Das Bundesarbeitsgericht (BAG) hat in einem aktuellen Urteil vom 19.12.2018 (Az.: 7 AZR 70/17) entschieden, dass eine Vereinbarung zwischen Arbeitgeber und Arbeitnehmer möglich ist, nach welcher der Beendigungszeitpunkt des Arbeitsverhältnisses über die Regelaltersgrenze hinausgeschoben wird. Damit hat das höchste deutsche Arbeitsgericht eine lange währende Unklarheit beseitigt und dem Bedürfnis vieler Arbeitnehmer und Arbeitgeber Rechnung getragen, das Arbeitsverhältnis über das Renteneintrittsalter hinaus befristet zu verlängern.

Der Entscheidung lag folgender Sachverhalt zugrunde:

Der Kläger war als Lehrer bei dem beklagten Land angestellt. Nach dem einschlägigen Tarifvertrag hätte das Beschäftigungsverhältnis mit Ablauf des Schulhalbjahres geendet, in dem der Lehrer die gesetzliche Regelaltersgrenze erreicht. Die Parteien trafen vor dem eigentlichen Beendigungszeitpunkt jedoch eine Vereinbarung, nach welcher das Beschäftigungsverhältnis erst mit Ablauf des nächsten Schulhalbjahres enden sollte.

Entgegen dieser Vereinbarung vertrat der Lehrer die Ansicht, dass das Beschäftigungsverhältnis auch über diesen neuen Beendigungszeitpunkt hinaus fortbestehe. Die Vereinbarung stelle eine unwirksame Befristung dar, sodass auch nach Erreichen der Regelaltersgrenze ein unbefristetes Beschäftigungsverhältnis vorliege. Das Land war hingegen der Auffassung, dass man das Arbeitsverhältnis gemäß § 41 S. 3 SGB VI wirksam verlängert habe und dass es zu dem vereinbarten Zeitpunkt geendet habe.

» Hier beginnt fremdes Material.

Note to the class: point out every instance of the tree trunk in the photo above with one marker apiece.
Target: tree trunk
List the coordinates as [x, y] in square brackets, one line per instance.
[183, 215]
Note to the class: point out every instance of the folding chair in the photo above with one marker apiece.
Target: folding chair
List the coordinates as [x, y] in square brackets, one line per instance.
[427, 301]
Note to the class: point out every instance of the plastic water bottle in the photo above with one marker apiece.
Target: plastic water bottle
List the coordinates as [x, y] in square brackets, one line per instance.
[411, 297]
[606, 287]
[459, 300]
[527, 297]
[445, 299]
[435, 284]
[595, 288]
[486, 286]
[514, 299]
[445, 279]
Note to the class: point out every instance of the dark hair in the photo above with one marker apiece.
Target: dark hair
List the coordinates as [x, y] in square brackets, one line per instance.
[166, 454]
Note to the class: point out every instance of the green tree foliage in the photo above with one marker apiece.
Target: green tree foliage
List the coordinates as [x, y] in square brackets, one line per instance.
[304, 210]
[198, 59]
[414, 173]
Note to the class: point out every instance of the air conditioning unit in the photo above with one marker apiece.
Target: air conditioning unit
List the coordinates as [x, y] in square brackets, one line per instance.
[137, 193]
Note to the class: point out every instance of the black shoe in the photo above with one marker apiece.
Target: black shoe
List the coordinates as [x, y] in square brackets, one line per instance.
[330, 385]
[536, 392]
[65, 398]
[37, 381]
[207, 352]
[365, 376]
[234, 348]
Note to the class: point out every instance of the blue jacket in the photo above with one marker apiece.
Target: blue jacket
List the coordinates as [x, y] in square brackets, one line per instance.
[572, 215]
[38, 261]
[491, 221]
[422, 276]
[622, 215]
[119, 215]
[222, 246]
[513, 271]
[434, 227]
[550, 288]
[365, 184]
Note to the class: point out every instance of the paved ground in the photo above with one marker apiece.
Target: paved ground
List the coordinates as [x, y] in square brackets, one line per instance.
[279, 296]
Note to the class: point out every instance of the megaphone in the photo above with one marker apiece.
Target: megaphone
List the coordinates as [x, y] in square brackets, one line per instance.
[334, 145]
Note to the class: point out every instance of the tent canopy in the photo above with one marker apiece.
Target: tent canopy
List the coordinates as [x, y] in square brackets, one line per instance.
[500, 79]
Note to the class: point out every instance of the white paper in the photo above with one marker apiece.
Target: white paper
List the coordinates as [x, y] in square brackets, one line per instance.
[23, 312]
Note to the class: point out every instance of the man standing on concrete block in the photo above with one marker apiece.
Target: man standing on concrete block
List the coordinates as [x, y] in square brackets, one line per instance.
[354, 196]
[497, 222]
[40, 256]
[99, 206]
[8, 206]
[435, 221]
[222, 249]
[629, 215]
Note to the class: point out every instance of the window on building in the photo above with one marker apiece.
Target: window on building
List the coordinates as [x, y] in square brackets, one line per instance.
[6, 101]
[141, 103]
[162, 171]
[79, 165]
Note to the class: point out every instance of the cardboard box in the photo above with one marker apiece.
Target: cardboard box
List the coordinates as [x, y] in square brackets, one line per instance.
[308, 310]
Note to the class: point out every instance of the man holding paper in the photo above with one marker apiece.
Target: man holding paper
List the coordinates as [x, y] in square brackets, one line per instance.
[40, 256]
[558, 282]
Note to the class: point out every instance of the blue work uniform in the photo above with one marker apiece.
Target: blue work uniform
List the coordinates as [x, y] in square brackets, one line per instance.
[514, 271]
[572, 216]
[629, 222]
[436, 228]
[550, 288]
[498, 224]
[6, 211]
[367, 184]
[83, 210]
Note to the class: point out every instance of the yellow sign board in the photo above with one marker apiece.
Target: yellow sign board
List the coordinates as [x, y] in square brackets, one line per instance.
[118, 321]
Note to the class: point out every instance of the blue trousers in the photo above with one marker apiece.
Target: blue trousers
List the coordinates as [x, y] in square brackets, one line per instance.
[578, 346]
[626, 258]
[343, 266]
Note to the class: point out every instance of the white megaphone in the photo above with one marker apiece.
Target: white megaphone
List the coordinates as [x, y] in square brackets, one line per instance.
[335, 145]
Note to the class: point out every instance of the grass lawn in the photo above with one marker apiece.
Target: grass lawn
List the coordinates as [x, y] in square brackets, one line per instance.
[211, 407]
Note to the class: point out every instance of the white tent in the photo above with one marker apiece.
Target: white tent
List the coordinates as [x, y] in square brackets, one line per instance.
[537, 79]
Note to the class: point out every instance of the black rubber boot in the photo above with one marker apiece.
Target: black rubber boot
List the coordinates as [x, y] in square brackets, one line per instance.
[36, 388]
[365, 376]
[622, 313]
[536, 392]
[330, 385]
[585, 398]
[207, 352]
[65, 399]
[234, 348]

Sowohl vor dem Arbeitsgericht, als auch dem Landesarbeitsgericht unterlag der Lehrer mit seiner Klage auf Feststellung, dass das Beschäftigungsverhältnis weiterhin bestehe. Auch das BAG wies die hiergegen eingelegte Revision zurück. Dabei stellte das BAG – in Übereinstimmung mit der Rechtsprechung des EuGHs (Urt. v. 28.2.2018 – C-46/17) – fest, dass die zentrale Norm des § 41 S. 3 SGB VI unionsrechtskonform sei. Dies war bislang umstritten. In der Norm liege keine Altersdiskriminierung. Ein Arbeitnehmer, der kurz vor Erreichen der Regelaltersgrenze stehe, habe in aller Regel keine Möglichkeit mehr ein unbefristetes Arbeitsverhältnis einzugehen. Er könne daher zwischen der befristeten Verlängerung seines Arbeitsverhältnisses und dem völligen Ausscheiden aus dem Berufsleben wählen. Gerade auch die Möglichkeit einer mehrmaligen Verlängerung zeige, dass die Regelung für ältere Arbeitnehmer günstig ist. So kann der Arbeitnehmer – bei einem entsprechenden Angebot – frei entscheiden, ob er das Arbeitsverhältnis verlängern, oder aus dem Berufsleben ausscheiden möchte. Ein solcher Arbeitnehmer ist auch hinsichtlich seiner sozialen Absicherung anders zu behandeln, als ein junger Arbeitnehmer.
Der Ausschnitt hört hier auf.